Obiettivo ambizioso, ma fattibile, quello che si è posta l’Inps nel prossimo triennio. Ovvero: recuperare circa 600 milioni di euro di sgravi fiscali non dovuti a oltre 60mila aziende in merito all’assunzione di circa 100mila lavoratori. L’Istituto previdenziale ha verificato la posizione del milione e mezzo di lavoratori assunti nel 2015, e dai suoi calcoli ha stimato che i contributi non versati dalle aziende sulla base delle norme sull’esonero è pari a circa 600 milioni di euro. La legge di Stabilità 2015 ha introdotto il bonus contributivo che prevede l’esonero totale dei contributi per tre anni fino a 8mila euro per ogni nuovo lavoratore assunto a tempo indeterminato. Tuttavia, come è poi emerso da un’analisi del ministero del Lavoro su un campione di 338 aziende, si sono riscontrate irregolarità nel 19% dei casi.

Ma non solo.
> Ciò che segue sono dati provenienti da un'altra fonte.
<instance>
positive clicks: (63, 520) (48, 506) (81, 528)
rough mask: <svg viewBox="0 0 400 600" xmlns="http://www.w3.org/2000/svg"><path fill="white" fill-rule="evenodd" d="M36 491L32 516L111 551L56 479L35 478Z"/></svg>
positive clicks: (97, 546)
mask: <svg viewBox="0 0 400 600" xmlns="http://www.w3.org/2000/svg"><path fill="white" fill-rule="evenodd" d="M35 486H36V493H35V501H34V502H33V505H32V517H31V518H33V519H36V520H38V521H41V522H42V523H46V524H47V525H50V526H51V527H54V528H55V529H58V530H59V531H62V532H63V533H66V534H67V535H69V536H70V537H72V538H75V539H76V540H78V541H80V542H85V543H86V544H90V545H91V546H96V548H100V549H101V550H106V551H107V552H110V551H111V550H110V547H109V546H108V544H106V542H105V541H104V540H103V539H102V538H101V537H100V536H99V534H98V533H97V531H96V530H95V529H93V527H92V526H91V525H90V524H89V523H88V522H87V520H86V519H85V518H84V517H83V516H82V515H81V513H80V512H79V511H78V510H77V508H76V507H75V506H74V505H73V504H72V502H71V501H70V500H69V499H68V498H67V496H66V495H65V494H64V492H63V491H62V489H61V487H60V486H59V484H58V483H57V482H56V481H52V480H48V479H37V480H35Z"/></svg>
L’Inps prevede di poter recuperare nel 2016 fino a 900 milioni di euro grazie al nuovo sistema di controllo della vigilanza documentale, che si fonda sull’incrocio delle banche dati e sull’intervento preventivo. Insomma, si preferisce evitare di concedere sgravi non dovuti, invece che tentare di riprendersi in seguito le somme non versate. L’attenzione, come spiega la direttrice centrale Entrate Gabriella Di Michele, è rivolta soprattutto agli sgravi triennali previsti dalla legge di Stabilità e dal contrasto al lavoro fittizio: “Nel 2014-2015 abbiamo identificato 700 aziende fittizie e le abbiamo bloccate e 30mila finti lavoratori le cui posizioni sono state annullate. Nel 2016 contiamo di arrivare al 50% in più, quindi 500 aziende e 20mila lavoratori per un mancato esborso di 160 milioni“.

Queste somme, se effettivamente recuperate, verranno poi dirottate per ridurre il grande male tradizionale dell’economia italiana, cioè il suo gigantesco debito pubblico. “Il contrasto all’omissione, elusione ed evasione contributiva può dare un contributo molto importante alla riduzione del debito pubblico in Italia” – commenta Tito Boeri, presidente dell’Inps – “Spesso questi fenomeni sono infatti legati al nero e all’evasione fiscale. Nell’ultimo anno abbiamo investito molto sulla vigilanza documentale e sull’incrocio dei dati delle diverse banche dati“.